Le Pen demands snap elections after Macron’s PM resignation

France’s political chaos reached new heights today as Prime Minister Sébastien Lecornu resigned just hours after unveiling his Cabinet, plunging Macron’s faltering regime into further turmoil.

Le Pen demands snap elections after Macron’s PM resignation

In the wake of this collapse, Marine Le Pen wasted no time demanding a reset. She insists only one solution can restore legitimacy: dissolve the National Assembly and hold new elections — immediately.

Lecornu’s resignation: a spectacular failure

Lecornu’s stint as Prime Minister was the shortest in the history of France’s Fifth Republic — barely 27 days in office.

His fall came after he announced a government lineup that enraged key conservative allies, particularly over the appointment of Bruno Le Maire to Defense — a move many saw as a betrayal of promises to break with Macron’s old guard.

The resignation underscores a broader reality: Macron’s centrist experiment is collapsing. No coalition can hold. No reforms can pass. The elites are losing control.

Le Pen’s demand: elections now

From the moment Lecornu stepped down, Le Pen pushed for a full political reset:

“We have reached the end of the road … The only wise course of action in these circumstances is to return to the polls,” she said.
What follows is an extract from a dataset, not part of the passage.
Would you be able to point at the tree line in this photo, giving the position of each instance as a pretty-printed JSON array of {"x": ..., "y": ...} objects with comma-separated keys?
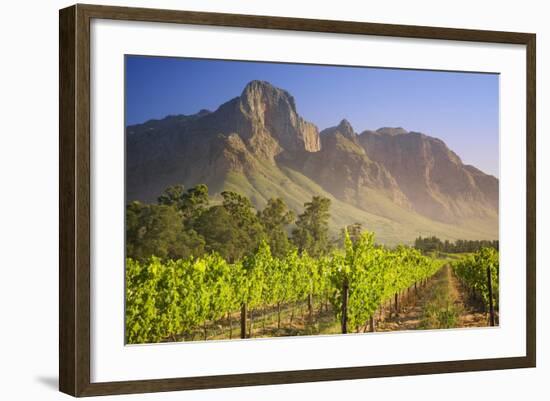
[
  {"x": 185, "y": 223},
  {"x": 434, "y": 244}
]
Le Pen frames this moment not as disruption, but as opportunity. The crisis reveals what many already sensed: Macron’s mandate is dead, and the so-called “center” can no longer govern without covering up for its failures.
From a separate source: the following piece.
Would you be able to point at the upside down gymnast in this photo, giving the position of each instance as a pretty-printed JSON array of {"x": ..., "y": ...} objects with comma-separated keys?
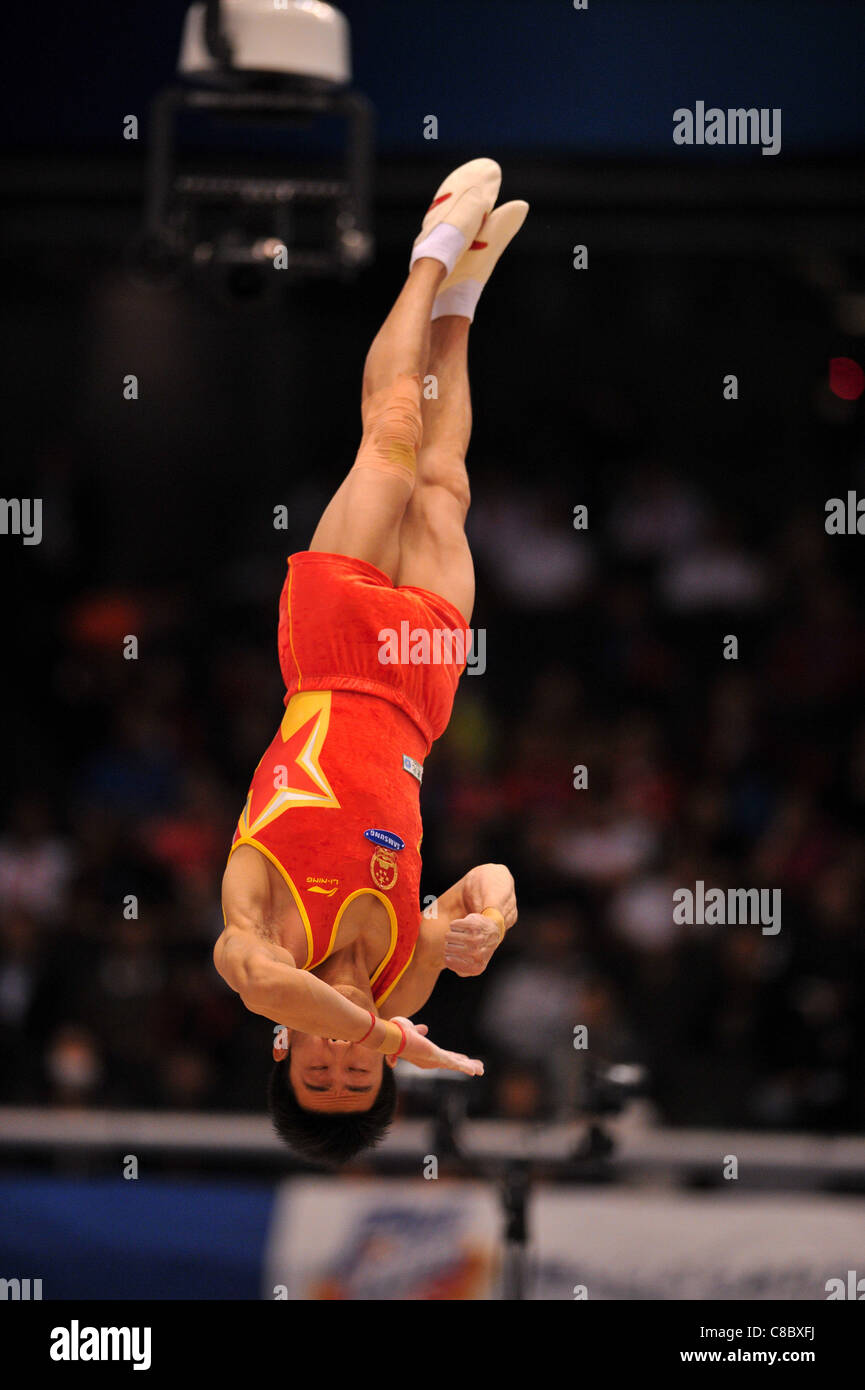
[{"x": 323, "y": 931}]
She insists that waiting, negotiating, or reshuffling is pointless. Only fresh elections can reestablish political legitimacy and let voters choose a government that actually represents France — not technocrats, not globalist elites.

Why this matters for conservatives

  • Legitimacy is gone: Macron’s regime, already reeling from electoral defeats and mass discontent, now presides over a constitutional vacuum.
  • The center is exhausted: Repeated collapses show that technocratic centrism is bankrupt. It cannot win, it cannot govern, it cannot deliver.
  • Le Pen’s moment looms: As Macron flounders, the National Rally stands poised to claim leadership in a country yearning for order, identity, and sovereignty.

This is not just another crisis. It is a turning point. The old politics — centrism, illusionary compromise, reliance on Brussels — is dying. France’s future will be decided not by backroom deals, but by the will of the people.

Le Pen’s call for elections is more than tactic. It is her moment to offer a true alternative: a France led by national, Christian, and conservative values — not by the shallow promises of a collapsing center.